Palmerston (1774-1865).

Le 28 octobre 1809, il accepte les fonctions de ministre de la guerre que lui offre Perceval, et les conserve dans divers ministères jusqu'en 1828; durant ces seize années, Palmerston s'enferme dans ses fonctions et se livre obscurément à une sévère réorganisation des finances militaires et de l'armée. Mondain, fréquentant l'élégante société whig, il s'écarte lentement du parti tory  (Tories et Whigs) auquel déplaisent ses opinions favorables à l'émancipation des catholiques anglais, et aux tentatives libérales du continent, et se fait élire représentant de l'Université de Cambridge dans des conditions telles qu'il y voit le premier pas décidé vers une rupture avec les tories. Il abandonne lui-même le ministère Wellington pour une divergence de vues sur le disenfranchisernent de East Retford, et aprtès un voyage sur le continent, reçoit de lord Grey le ministère des affaires étrangères qu'il conserve jusqu'à l'arrivée au pouvoir de R. Peel (1834). Il allait devenir avec lord Russell un des leaders du parti libéral. 

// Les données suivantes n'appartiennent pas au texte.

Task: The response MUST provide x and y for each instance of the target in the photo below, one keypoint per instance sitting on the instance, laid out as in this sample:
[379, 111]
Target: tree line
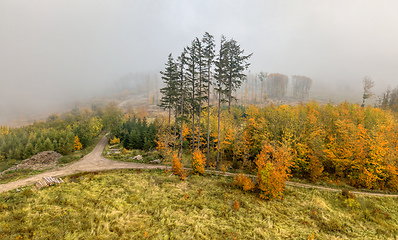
[57, 133]
[197, 71]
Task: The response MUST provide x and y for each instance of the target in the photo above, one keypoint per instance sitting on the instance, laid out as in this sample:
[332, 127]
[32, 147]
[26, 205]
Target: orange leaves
[273, 171]
[177, 167]
[244, 182]
[115, 140]
[198, 162]
[77, 144]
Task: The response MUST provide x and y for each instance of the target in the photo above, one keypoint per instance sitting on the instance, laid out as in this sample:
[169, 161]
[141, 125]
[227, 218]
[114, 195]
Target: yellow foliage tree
[273, 171]
[115, 140]
[77, 144]
[198, 162]
[177, 167]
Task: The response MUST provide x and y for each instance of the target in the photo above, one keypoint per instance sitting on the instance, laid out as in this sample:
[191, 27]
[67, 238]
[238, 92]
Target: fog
[53, 52]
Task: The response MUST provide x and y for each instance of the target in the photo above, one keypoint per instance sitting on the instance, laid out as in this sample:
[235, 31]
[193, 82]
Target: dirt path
[96, 162]
[90, 163]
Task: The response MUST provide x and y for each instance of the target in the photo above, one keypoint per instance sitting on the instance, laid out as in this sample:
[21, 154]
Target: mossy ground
[135, 204]
[22, 173]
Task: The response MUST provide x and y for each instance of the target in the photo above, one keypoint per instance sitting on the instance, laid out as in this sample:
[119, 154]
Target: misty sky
[56, 51]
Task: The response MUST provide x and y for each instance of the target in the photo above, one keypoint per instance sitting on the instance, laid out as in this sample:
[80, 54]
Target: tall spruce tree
[192, 77]
[208, 55]
[230, 67]
[220, 77]
[182, 93]
[201, 91]
[236, 64]
[169, 91]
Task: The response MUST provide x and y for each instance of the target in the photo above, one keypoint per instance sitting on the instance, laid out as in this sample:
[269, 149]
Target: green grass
[77, 155]
[132, 204]
[147, 157]
[22, 173]
[18, 174]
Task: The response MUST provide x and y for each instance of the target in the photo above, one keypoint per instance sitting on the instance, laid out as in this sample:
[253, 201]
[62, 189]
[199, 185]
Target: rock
[40, 161]
[48, 181]
[157, 161]
[138, 157]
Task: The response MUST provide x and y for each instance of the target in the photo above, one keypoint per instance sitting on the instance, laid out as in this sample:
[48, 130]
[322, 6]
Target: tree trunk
[218, 129]
[208, 121]
[175, 130]
[200, 102]
[182, 114]
[229, 94]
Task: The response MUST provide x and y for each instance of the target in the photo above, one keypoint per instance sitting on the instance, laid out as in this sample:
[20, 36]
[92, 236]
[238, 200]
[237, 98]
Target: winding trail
[94, 162]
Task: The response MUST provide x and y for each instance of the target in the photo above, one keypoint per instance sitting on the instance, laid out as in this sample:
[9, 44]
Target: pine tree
[192, 80]
[182, 92]
[169, 92]
[236, 64]
[208, 55]
[230, 65]
[220, 76]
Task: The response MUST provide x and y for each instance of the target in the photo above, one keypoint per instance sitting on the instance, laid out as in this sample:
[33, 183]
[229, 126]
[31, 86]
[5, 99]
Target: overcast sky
[54, 51]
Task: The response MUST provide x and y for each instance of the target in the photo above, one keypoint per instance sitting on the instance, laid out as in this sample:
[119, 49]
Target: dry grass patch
[127, 204]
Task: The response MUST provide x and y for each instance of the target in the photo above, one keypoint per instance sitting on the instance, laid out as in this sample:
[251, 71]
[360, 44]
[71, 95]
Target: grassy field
[73, 157]
[134, 204]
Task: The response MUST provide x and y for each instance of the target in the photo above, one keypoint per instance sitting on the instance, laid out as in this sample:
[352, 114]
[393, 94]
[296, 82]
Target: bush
[177, 167]
[198, 162]
[244, 182]
[273, 171]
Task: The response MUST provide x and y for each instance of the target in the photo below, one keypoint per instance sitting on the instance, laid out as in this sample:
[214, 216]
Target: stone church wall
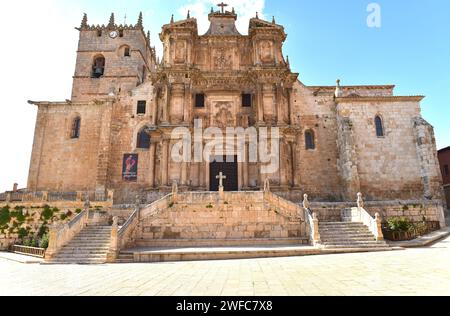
[59, 162]
[388, 167]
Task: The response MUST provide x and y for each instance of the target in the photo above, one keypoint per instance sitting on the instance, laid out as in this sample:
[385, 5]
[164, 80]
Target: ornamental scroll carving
[223, 58]
[224, 117]
[266, 51]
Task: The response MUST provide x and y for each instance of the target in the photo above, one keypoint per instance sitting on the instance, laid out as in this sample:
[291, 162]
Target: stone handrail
[126, 236]
[282, 204]
[61, 235]
[313, 224]
[360, 215]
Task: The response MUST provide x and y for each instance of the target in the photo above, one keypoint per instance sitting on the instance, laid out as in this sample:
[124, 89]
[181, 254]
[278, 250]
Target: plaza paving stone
[418, 271]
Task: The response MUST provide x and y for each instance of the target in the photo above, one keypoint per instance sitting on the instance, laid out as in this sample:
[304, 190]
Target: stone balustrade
[61, 235]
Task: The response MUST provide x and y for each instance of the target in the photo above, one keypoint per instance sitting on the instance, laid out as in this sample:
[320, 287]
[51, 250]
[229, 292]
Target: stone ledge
[20, 258]
[423, 241]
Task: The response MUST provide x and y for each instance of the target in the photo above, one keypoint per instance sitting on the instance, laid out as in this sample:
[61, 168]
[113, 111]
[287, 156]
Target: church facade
[116, 131]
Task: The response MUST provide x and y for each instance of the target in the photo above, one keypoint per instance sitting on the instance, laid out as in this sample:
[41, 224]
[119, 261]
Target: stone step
[325, 239]
[76, 261]
[359, 244]
[87, 239]
[344, 246]
[220, 242]
[81, 257]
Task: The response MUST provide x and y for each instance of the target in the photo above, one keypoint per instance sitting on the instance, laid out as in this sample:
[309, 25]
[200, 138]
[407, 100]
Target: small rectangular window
[200, 100]
[247, 100]
[142, 107]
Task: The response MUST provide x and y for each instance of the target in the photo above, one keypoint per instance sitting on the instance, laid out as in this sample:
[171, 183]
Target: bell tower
[111, 58]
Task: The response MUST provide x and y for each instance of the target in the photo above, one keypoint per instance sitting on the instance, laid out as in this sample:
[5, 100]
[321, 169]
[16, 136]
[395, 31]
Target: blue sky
[327, 39]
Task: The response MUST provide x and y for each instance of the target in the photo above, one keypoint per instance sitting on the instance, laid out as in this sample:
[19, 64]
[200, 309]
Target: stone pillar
[279, 104]
[166, 106]
[152, 164]
[428, 160]
[114, 243]
[260, 106]
[184, 173]
[379, 236]
[104, 148]
[245, 165]
[155, 106]
[165, 162]
[348, 160]
[295, 178]
[187, 104]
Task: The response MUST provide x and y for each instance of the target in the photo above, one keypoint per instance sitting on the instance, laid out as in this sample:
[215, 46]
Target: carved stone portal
[224, 117]
[223, 58]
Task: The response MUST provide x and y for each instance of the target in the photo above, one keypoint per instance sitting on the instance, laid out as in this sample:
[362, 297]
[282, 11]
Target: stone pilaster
[348, 161]
[104, 148]
[165, 162]
[427, 157]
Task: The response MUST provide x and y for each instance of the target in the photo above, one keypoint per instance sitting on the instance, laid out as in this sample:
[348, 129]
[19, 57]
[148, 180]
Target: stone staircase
[348, 235]
[90, 246]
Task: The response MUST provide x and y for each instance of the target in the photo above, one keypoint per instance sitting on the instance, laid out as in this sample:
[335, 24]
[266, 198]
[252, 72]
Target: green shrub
[42, 231]
[5, 215]
[23, 233]
[47, 213]
[18, 214]
[44, 242]
[400, 224]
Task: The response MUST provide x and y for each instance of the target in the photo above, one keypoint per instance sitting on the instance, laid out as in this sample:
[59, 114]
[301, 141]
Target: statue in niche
[224, 117]
[222, 59]
[266, 51]
[180, 52]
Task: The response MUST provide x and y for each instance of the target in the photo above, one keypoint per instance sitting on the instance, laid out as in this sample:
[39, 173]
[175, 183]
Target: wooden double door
[229, 168]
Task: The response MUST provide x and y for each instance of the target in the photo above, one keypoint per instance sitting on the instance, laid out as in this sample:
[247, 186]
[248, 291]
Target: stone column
[104, 148]
[155, 106]
[152, 164]
[184, 173]
[260, 106]
[165, 163]
[348, 161]
[295, 178]
[280, 120]
[245, 164]
[187, 103]
[166, 106]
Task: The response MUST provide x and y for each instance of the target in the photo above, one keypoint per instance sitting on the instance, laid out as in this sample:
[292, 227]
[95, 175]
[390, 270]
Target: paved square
[424, 271]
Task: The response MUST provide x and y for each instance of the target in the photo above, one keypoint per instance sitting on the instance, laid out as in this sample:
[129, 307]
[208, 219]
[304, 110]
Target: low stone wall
[236, 216]
[415, 210]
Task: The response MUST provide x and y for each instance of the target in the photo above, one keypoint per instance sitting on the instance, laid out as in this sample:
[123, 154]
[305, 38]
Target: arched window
[143, 139]
[309, 140]
[126, 51]
[98, 68]
[379, 126]
[75, 131]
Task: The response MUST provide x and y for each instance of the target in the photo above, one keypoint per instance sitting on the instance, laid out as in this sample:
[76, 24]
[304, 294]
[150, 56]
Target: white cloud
[246, 9]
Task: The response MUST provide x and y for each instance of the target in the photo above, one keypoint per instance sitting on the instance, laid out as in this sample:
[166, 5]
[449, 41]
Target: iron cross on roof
[222, 5]
[221, 177]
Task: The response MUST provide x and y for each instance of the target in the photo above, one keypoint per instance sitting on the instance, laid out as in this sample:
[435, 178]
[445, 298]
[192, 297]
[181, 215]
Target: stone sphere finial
[360, 200]
[306, 203]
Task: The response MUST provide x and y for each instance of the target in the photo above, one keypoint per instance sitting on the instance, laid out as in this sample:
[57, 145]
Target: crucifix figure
[221, 177]
[222, 5]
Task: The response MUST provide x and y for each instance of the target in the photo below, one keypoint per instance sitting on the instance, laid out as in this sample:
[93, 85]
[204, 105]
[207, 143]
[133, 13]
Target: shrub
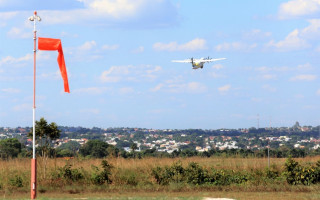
[297, 174]
[195, 174]
[165, 175]
[69, 174]
[101, 177]
[16, 181]
[272, 172]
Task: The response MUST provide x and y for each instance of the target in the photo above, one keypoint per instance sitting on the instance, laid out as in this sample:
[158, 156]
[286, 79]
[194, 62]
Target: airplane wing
[183, 61]
[213, 60]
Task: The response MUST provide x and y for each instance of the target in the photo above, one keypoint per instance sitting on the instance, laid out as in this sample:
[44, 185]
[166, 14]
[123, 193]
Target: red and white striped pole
[34, 18]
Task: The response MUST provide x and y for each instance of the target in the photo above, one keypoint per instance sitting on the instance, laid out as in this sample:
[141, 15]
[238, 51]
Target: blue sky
[118, 55]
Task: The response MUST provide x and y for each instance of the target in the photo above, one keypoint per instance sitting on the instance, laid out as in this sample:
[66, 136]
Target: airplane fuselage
[197, 65]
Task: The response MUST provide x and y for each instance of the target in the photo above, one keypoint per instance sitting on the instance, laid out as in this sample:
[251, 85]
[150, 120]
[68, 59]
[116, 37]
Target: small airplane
[198, 63]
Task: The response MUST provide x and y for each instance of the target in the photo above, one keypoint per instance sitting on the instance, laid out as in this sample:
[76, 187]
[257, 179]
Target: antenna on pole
[34, 19]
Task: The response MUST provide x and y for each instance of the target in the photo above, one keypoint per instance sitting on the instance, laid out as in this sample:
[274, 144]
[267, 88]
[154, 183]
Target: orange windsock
[50, 44]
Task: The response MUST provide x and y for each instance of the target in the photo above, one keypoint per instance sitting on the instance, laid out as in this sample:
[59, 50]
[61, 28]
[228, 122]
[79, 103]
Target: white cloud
[130, 73]
[269, 88]
[120, 13]
[224, 88]
[305, 67]
[22, 107]
[9, 60]
[173, 87]
[193, 45]
[10, 90]
[126, 90]
[268, 76]
[217, 66]
[91, 90]
[256, 34]
[291, 43]
[304, 77]
[138, 50]
[110, 47]
[90, 111]
[157, 87]
[235, 46]
[88, 45]
[298, 8]
[16, 32]
[312, 31]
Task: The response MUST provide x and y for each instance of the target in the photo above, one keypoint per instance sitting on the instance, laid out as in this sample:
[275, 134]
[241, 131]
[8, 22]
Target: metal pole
[34, 18]
[269, 155]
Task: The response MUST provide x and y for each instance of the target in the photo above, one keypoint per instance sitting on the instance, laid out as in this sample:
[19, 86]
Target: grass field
[132, 179]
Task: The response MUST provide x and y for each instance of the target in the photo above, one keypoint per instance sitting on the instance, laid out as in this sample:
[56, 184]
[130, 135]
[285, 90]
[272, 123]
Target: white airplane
[198, 63]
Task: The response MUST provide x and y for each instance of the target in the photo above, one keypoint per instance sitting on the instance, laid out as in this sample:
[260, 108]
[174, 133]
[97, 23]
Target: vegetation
[81, 175]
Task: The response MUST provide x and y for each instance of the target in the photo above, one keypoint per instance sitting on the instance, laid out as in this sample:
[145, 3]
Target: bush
[175, 174]
[297, 174]
[69, 174]
[101, 177]
[16, 181]
[195, 174]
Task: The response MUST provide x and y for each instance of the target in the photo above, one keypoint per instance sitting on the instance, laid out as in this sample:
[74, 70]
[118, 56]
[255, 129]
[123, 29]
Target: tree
[10, 148]
[133, 147]
[68, 149]
[95, 148]
[45, 135]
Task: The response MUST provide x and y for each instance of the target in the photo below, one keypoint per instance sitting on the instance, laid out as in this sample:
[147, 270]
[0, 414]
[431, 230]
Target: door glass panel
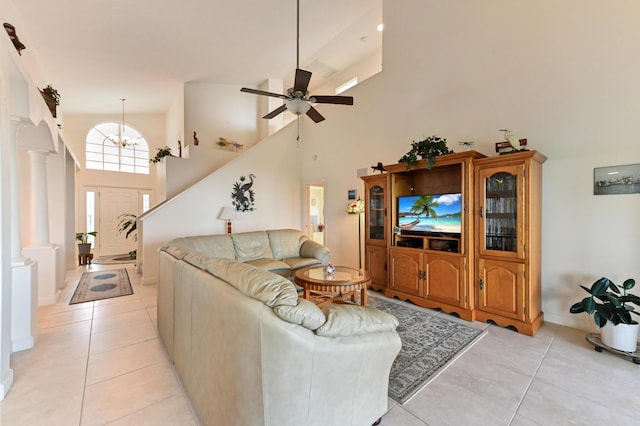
[91, 216]
[376, 213]
[501, 212]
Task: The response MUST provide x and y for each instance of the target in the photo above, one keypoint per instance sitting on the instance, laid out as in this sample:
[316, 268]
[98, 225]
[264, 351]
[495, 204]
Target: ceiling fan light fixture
[298, 106]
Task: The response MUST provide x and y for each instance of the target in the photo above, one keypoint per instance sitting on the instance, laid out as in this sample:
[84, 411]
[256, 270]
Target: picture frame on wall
[614, 180]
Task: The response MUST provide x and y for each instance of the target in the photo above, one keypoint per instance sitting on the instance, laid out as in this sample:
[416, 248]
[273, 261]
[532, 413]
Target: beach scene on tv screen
[430, 213]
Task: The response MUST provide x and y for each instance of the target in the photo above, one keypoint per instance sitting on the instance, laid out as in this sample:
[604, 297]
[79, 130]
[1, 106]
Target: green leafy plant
[162, 152]
[129, 227]
[51, 93]
[427, 149]
[608, 302]
[84, 236]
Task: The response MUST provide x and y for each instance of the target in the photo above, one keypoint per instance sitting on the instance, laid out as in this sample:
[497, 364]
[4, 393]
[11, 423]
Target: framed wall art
[616, 180]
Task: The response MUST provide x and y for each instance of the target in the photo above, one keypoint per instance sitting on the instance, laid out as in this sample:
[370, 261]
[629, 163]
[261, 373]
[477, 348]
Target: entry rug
[430, 343]
[113, 260]
[102, 285]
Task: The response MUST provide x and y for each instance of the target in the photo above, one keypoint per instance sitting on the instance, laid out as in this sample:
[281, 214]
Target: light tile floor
[102, 363]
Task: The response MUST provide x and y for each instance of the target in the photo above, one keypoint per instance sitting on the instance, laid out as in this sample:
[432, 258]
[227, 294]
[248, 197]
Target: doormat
[430, 343]
[113, 260]
[102, 285]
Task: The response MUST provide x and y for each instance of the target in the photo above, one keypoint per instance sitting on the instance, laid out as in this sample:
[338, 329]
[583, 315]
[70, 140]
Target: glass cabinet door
[501, 212]
[376, 224]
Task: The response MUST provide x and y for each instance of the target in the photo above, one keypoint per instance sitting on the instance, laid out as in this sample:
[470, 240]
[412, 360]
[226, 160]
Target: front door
[112, 203]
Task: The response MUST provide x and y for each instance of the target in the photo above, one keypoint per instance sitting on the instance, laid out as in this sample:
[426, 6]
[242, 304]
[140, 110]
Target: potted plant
[84, 247]
[162, 152]
[52, 98]
[427, 149]
[129, 226]
[611, 307]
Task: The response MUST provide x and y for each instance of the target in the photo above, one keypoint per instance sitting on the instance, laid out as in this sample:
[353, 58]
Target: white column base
[6, 383]
[46, 257]
[24, 306]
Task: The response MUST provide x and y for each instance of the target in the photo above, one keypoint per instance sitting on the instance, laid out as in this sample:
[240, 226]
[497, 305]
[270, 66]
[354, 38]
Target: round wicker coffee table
[323, 288]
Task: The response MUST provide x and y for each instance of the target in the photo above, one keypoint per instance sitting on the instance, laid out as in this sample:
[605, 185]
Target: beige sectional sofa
[281, 251]
[248, 351]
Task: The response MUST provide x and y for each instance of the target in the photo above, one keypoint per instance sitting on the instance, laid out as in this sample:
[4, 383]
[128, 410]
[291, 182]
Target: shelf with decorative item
[52, 98]
[228, 145]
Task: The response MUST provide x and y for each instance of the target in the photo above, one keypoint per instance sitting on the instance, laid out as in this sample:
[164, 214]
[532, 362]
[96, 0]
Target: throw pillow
[347, 320]
[305, 313]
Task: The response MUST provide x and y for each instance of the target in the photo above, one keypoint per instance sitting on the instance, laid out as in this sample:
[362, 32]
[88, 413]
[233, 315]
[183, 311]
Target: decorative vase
[623, 337]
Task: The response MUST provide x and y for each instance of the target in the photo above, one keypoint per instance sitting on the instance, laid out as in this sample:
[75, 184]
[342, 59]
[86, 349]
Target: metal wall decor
[243, 195]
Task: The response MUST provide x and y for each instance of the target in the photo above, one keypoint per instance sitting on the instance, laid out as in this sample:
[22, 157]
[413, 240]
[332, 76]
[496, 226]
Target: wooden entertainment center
[487, 266]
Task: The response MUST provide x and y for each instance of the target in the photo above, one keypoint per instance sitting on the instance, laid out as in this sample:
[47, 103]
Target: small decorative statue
[379, 167]
[11, 31]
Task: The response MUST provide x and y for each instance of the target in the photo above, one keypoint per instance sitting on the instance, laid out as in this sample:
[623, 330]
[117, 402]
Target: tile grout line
[533, 376]
[86, 369]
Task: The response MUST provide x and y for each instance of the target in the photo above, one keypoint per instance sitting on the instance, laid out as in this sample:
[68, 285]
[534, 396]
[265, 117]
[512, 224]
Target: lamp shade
[355, 207]
[228, 213]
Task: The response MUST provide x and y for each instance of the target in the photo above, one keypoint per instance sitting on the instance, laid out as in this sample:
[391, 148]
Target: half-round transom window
[102, 154]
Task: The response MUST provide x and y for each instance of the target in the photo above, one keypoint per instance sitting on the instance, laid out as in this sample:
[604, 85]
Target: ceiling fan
[297, 98]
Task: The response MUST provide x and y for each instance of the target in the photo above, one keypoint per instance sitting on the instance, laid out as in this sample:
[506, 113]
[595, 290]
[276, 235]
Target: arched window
[102, 154]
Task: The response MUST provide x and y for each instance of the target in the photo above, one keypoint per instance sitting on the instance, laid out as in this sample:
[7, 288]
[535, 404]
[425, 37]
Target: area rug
[430, 343]
[102, 285]
[113, 260]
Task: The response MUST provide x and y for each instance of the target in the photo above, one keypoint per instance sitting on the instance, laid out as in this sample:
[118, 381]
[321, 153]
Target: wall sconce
[228, 214]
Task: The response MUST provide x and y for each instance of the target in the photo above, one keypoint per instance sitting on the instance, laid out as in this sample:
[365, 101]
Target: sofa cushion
[305, 313]
[347, 320]
[177, 252]
[286, 242]
[196, 259]
[251, 246]
[269, 288]
[301, 262]
[208, 245]
[269, 264]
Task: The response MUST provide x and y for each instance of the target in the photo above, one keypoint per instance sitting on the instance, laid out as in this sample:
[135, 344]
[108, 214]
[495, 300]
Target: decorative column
[39, 201]
[24, 288]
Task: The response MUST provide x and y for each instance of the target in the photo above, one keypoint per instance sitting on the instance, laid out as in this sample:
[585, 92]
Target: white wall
[196, 163]
[562, 74]
[219, 110]
[274, 162]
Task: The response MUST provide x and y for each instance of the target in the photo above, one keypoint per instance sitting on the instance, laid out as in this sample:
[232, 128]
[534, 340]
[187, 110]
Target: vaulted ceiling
[96, 52]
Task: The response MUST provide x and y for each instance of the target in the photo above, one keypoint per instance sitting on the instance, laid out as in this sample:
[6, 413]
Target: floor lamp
[228, 214]
[357, 207]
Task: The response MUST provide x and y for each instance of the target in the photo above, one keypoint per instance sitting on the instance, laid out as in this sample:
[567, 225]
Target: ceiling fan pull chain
[297, 34]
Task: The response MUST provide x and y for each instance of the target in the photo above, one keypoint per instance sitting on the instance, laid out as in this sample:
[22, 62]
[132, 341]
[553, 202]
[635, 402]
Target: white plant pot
[623, 337]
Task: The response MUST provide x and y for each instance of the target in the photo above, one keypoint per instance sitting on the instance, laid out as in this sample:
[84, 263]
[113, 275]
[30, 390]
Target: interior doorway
[314, 222]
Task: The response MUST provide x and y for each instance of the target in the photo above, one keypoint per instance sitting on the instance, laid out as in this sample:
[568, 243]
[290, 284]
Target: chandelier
[120, 140]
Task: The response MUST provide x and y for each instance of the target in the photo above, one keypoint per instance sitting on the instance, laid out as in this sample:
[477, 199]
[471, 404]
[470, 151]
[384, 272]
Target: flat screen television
[432, 214]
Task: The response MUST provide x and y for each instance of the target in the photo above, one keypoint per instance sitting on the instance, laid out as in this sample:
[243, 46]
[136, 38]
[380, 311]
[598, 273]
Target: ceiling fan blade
[263, 93]
[315, 115]
[302, 81]
[339, 100]
[275, 112]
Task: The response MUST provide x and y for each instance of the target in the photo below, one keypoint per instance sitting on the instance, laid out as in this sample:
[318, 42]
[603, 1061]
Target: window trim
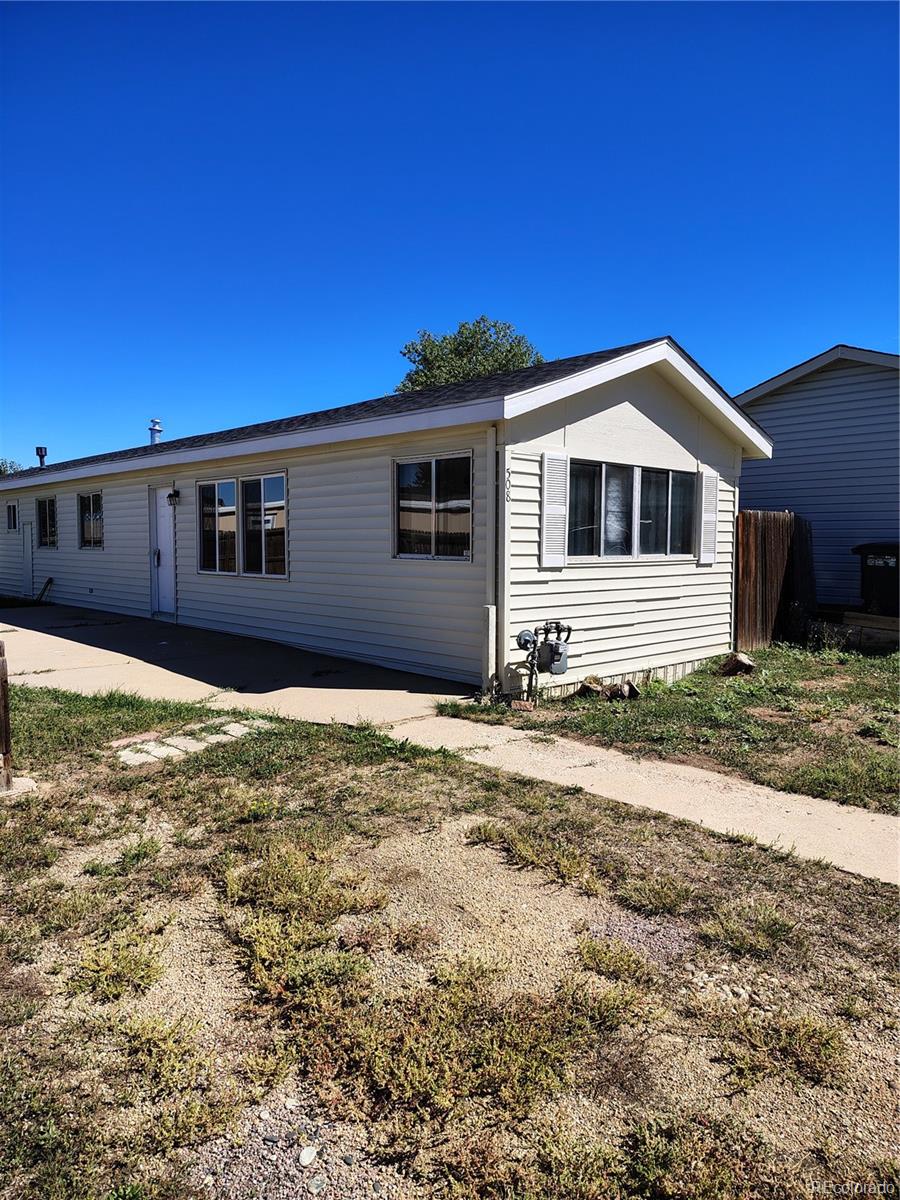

Il débute par les négociations relatives à la question belge, refuse le Luxembourg à Talleyrand, ne voulant pas que la France obtînt « un seul champ de choux », manifeste ses grandes qualités d'homme d'Etat, animé d'un patriotisme intransigeant, d'une animosité violente contre tout ce qui est étranger à l'Angleterre, surtout contre la France dont il se défie et méprise les représentants. Lord Melbourne lui rend en 1835 les affaires étrangères : l'Europe l'ignore encore, mais Talleyrand l'appelle dans sa correspondance privée « le seul homme d'Etat de l'Angleterre ». 

Il consacre alors toute son attention à la question d'Orient, et se prononce contre le protégé de la France Méhémet Ali, redoutant une alliance de la France et de la Russie, il négocie simultanément avec les deux puissances, hésitant d'abord à lier partie avec l'une d'elles, il propose la réunion d'un congrès des cinq grandes puissances pour régler la question égyptienne.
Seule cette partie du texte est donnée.